Most people in IT will have heard about bitcoins, and I imagine a lot of people here will have heard about them too. For the uninitiated, they are an electronic decentralised cryptocurrency, with semi-anonymous transactions, a small amount of monetary expansion (which will decrease to zero as time goes on) and absolutely no central bank that can generate them at will. These scream out as the perfect modern libertarian currency.
So why is it all going wrong?
Currently, bitcoins seem to be skyrocketing in price, from around $10 just 4 month ago to the wildly unstable $147 when I checked today. Yesterday, it was around $115.
Currently, the currencies problem is that it lacks mainstream acceptence outside of speculation, as the main place that coins are spent it seems is The Silk Road. Since the coins are increasing in price by the hour, the currency seems to be increasing due to people being unwilling to part with their coins rather than newcomers adopting them en masse.

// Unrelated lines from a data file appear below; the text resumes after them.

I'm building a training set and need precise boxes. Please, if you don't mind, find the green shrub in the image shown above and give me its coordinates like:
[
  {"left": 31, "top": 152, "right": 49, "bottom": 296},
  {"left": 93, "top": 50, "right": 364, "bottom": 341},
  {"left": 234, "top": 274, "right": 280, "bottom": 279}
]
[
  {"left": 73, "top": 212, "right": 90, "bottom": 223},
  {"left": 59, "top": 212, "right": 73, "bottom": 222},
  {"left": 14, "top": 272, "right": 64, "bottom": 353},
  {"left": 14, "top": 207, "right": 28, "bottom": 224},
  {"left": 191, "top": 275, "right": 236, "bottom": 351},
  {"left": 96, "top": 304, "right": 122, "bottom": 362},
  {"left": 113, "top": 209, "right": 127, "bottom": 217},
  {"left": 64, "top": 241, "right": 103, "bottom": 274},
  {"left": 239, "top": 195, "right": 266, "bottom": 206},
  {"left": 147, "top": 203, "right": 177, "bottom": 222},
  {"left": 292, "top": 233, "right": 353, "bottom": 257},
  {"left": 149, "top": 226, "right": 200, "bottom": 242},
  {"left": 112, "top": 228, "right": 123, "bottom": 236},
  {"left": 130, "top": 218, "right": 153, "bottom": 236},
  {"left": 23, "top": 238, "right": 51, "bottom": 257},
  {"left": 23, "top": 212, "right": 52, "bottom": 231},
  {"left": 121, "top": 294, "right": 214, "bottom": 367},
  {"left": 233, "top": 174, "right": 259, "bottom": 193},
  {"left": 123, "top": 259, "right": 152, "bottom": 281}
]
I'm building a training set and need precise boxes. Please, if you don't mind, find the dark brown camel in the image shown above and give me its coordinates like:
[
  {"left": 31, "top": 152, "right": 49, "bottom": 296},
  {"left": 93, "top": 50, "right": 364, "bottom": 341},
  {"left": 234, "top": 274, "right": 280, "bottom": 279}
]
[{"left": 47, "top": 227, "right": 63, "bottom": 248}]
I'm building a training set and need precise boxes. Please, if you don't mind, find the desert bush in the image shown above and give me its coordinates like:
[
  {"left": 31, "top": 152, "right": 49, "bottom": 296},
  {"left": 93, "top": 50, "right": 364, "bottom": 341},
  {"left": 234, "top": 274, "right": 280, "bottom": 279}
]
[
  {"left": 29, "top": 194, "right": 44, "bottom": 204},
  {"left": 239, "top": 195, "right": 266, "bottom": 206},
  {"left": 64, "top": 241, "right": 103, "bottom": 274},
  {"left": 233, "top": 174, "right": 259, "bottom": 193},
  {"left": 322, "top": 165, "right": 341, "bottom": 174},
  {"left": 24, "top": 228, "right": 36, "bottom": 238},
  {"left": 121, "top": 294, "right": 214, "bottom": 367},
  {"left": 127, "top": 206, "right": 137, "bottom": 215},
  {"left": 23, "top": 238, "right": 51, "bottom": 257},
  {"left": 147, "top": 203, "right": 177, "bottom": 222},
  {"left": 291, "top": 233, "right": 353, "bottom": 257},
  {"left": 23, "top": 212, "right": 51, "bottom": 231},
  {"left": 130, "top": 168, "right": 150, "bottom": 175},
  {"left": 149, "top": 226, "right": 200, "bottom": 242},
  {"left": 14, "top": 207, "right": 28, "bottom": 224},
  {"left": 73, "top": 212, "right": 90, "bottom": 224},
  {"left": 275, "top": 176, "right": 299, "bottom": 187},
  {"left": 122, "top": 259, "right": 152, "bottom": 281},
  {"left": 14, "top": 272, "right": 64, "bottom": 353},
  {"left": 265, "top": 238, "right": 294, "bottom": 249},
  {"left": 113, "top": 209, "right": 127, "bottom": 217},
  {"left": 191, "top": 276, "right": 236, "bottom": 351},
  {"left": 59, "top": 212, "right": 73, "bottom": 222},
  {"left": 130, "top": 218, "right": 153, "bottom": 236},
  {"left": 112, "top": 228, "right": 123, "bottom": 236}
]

So, what lessons can we learn from looking at Bitcoins; would we see the same stuff happen with a gold-backed currency like Austrian Economists advocate? Are we instead watching the currency of the future preparing to overthrow the failed currencies of the central banks? Personally I think the whole thing is a proof of concept rather than a proper currency, but its interesting to observe all the same. I feel somewhat bad for the people who are about to lose their money though.